Une scénographie vivante

La scénographie paraît simple. Elle est composée d’un tapis de danse et d’un filet, orné de lanières de tissus, qui bouge pour finir en hauteur et se transformer en agrès. Ce filet a nécessité de nombreuses recherches volumétriques ainsi que pour sa mise en place, la manière de se déployer, le remonter et le faire vivre chaque soir. Deux techniciens restent à l’intérieur du mammouth et aident les artistes qui ont la charge de le faire bouger. Ce grand filet peut évoluer, s’élargir ou se rétrécir selon les lieux avec les deux extrémités qui se replient. Posée par terre sur des sacs de bouteilles au début du spectacle, cette masse de 200 kg est reprise par un moteur sur trois points. 15 m3 de bouteilles ont été récupérés dans une déchetterie ; elles ont été nettoyées et ignifugées une par une par toute l’équipe, il n’y a pas eu de mesures compensatoires. Il faut les regonfler régulièrement puisqu’à force de tomber dessus, elles s’aplatissent. Le tapis de 12 m x 12 m est modulable selon les plateaux, avec deux formats pour s’adapter à toutes les salles. C’est un plancher de danse Spectat sur balles de tennis, pour notamment avoir une couche de résonnance du son des pas. Des micros sont aussi installés sous les planchers et autour des pots en céramique. “Nous avons toujours voulu sonoriser l’espace et la matière de la scénographie.”

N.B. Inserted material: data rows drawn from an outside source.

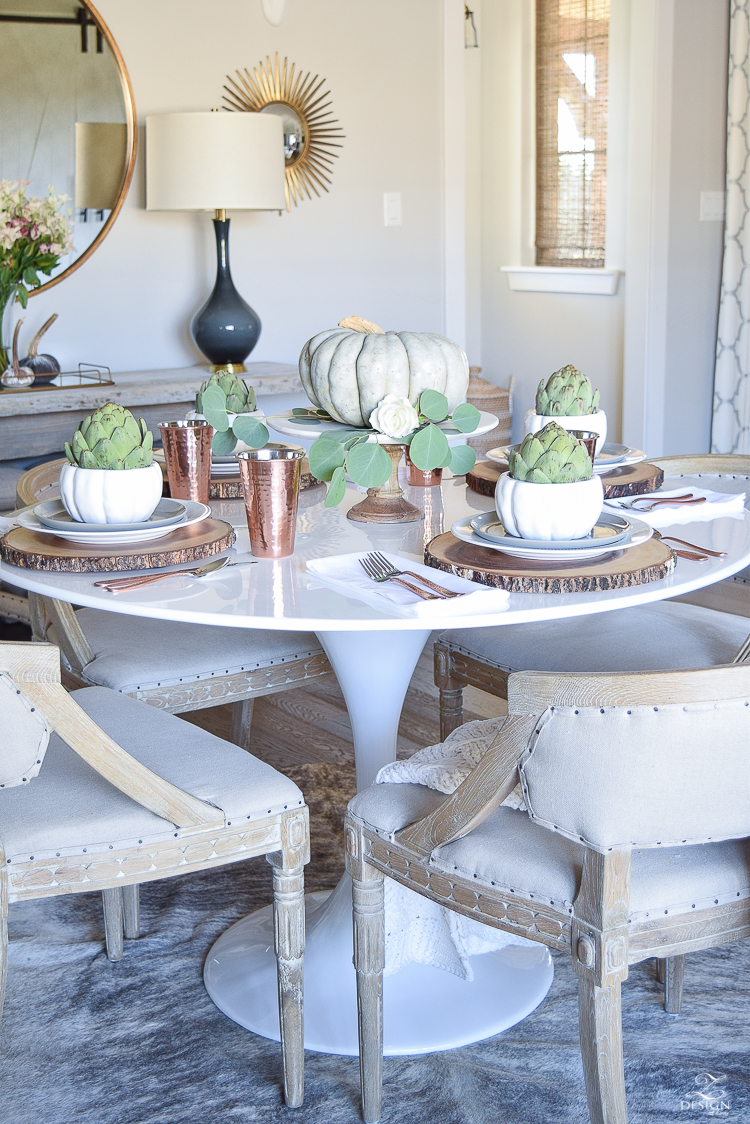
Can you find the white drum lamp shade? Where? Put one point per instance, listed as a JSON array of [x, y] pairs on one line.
[[216, 161]]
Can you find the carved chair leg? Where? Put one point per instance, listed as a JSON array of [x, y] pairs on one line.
[[674, 980], [3, 933], [114, 924], [599, 1020], [451, 710], [132, 911], [289, 946], [242, 716], [369, 958]]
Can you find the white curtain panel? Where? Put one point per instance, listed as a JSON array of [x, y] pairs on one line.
[[731, 423]]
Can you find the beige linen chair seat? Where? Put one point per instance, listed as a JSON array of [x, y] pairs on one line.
[[509, 852], [99, 791], [653, 637], [619, 857], [137, 655], [650, 637]]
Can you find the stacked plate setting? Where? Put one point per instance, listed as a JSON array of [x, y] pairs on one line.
[[610, 456], [51, 518], [611, 533]]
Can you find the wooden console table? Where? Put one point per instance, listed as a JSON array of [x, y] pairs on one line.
[[38, 422]]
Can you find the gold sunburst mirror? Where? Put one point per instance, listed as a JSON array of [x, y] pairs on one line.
[[310, 132]]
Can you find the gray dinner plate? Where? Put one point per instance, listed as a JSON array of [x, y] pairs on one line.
[[52, 514], [608, 529]]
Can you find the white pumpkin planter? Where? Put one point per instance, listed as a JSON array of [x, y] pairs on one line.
[[595, 423], [349, 370], [549, 511], [110, 495]]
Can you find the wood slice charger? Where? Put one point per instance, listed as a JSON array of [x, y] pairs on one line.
[[33, 551], [630, 480], [651, 561]]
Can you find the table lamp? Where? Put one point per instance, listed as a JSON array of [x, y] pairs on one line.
[[217, 162]]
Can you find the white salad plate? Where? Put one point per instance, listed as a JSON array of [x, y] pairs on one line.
[[193, 513], [52, 513], [606, 532], [611, 456], [639, 533]]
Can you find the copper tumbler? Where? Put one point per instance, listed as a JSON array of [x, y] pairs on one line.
[[188, 455], [270, 483], [589, 440]]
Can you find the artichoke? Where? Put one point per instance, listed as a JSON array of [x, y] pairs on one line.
[[568, 392], [240, 397], [111, 438], [550, 456]]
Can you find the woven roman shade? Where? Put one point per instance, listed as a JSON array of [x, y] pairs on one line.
[[571, 130]]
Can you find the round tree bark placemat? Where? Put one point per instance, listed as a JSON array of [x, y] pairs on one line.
[[648, 562], [32, 551], [631, 480]]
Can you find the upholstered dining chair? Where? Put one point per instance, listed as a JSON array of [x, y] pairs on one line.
[[663, 635], [173, 667], [617, 857], [100, 791]]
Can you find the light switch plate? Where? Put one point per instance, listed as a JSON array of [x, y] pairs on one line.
[[391, 208], [712, 206]]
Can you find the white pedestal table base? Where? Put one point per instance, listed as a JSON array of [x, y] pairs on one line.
[[425, 1008]]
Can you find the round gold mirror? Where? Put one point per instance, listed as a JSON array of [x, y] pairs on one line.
[[68, 116]]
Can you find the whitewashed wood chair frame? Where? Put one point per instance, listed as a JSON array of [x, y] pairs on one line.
[[597, 931], [205, 840]]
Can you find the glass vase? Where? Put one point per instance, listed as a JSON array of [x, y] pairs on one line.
[[7, 325]]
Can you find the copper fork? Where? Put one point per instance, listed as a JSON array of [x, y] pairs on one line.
[[387, 570]]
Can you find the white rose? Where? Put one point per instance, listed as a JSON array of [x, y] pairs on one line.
[[395, 416]]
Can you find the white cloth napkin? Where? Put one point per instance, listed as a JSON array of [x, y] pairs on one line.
[[716, 506], [344, 572]]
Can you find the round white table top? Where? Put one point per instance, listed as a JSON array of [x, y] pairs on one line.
[[282, 595]]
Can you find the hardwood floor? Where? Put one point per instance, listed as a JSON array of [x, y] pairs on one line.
[[309, 725]]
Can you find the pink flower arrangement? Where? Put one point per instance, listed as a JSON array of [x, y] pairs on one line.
[[34, 235]]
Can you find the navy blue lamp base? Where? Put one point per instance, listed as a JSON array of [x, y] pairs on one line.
[[226, 328]]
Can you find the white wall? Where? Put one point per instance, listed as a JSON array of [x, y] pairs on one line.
[[130, 304], [698, 159]]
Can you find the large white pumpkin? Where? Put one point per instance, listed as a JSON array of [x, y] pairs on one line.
[[350, 369]]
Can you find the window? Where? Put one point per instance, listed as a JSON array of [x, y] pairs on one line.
[[571, 130]]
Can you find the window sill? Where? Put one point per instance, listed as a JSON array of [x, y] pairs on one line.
[[561, 279]]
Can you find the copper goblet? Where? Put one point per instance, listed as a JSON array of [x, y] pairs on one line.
[[188, 455], [270, 483]]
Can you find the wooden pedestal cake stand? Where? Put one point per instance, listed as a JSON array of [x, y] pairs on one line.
[[387, 504]]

Photo © Christophe Raynaud de Lage

La matière comme personnage

Au centre de la dramaturgie et de la création de Baro d’evel se trouve la matière. Ici, elle aide à retranscrire la complexité du monde avec des mélanges improbables comme la terre et le plastique. L’argile est la matière qui représente le mieux la transformation du monde. Au début, le mammouth était constitué de chutes d’une montgolfière bleue qui a aussi servi à la création de six costumes. Mais cette toile plastique était impossible à ignifuger et encore une fois aucune mesure compensatoire n’était possible. Un tissu d’un kilomètre sur 2,50 m a alors été acheté, qu’il a fallu découper en bandes et attacher au filet. “Ce qui est normal dans tout processus, sauf que nous étions à un mois de la première avec tous les chantiers qui devaient avancer en même temps. L’idée de départ était d’avoir un nuage qui allait s’envoler. La présence de grils dans les différents lieux le rendait possible, mais la matière était trop lourde. Nous n’avons eu que des échecs qui nous ont poussés à inventer. Nous avons alors décidé de l’aborder comme une masse. Notre force est que nous sommes douze personnes et par ce groupe, nous sommes capables de déplacer des montagnes. Nous n’avons probablement pas donné assez d’importance à la technique ; nous ne voulions pas qu’elle prenne trop de place donc, instinctivement, nous sommes arrivés à quelque chose de facile à produire.” L’envie de la céramique était présente depuis le début mais c’est un sujet en soit. L’argile prenait sens par sa réutilisation, spectacle après spectacle. Les références à May B de Mathilde Monnier ou à Joseph Nadj et Miquel Barcelò, à Kantor, ont souvent été évoquées. “Ce sont des artistes qui nous ont donné envie de faire. Lorsque nous avions créé Mazùt, nous n’avions pas encore vu May B. Beaucoup de choses ont déjà été faites, ce n’est pas un frein tant qu’on se l’approprie.”

L’atelier de céramique

Que se passe dans les coulisses ? Un atelier de céramique y est installé et se déplace avec le spectacle. Sébastien de Groot, céramiste, s’est installé dans l’atelier, accompagné de Benjamin Porcedda qui s’occupe aussi des accessoires. L’atelier est composé d’un tour de potier, d’une table pour préparer les peintures à base de barbotine et de pigments, et d’une table pour battre la terre (les pièces font minimum cinq kilos), d’un chariot de préparation pour entreposer les pièces de la mise du soir par deux comédiens et le régisseur plateau, d’une armoire doublée en polystyrène afin que les pièces en terre gardent la bonne consistance le plus longtemps possible, d’une machine pour recycler l’eau. La terre utilisée est la faïence normande. Les dix-huit pièces se fabriquent tous les jours pour le spectacle du lendemain car elles ne seraient pas à la bonne consistance le soir-même. Sébastien de Groot explique : “Nous commençons à tourner à 14 h 30 jusqu’à 20 h. Nous avons donc un jour de jeu. La boudineuse avec une vis sans fin permet de recycler la terre utilisée la veille. Nous passons toute la terre à l’intérieur pour l’homogénéiser. Ainsi, quand nous commençons à battre la terre à la main, il y a moins de bulles d’air. Nous la repassons plusieurs fois et rajoutons de la barbotine et de la terre que nous sortons à chaque fois que nous tournons. L’avantage est d’avoir toute la série d’un après-midi de tournage de la même consistance et le geste de la main reste le même. Nous passons du temps à recycler jusqu’à ce que toute la terre devienne homogène”.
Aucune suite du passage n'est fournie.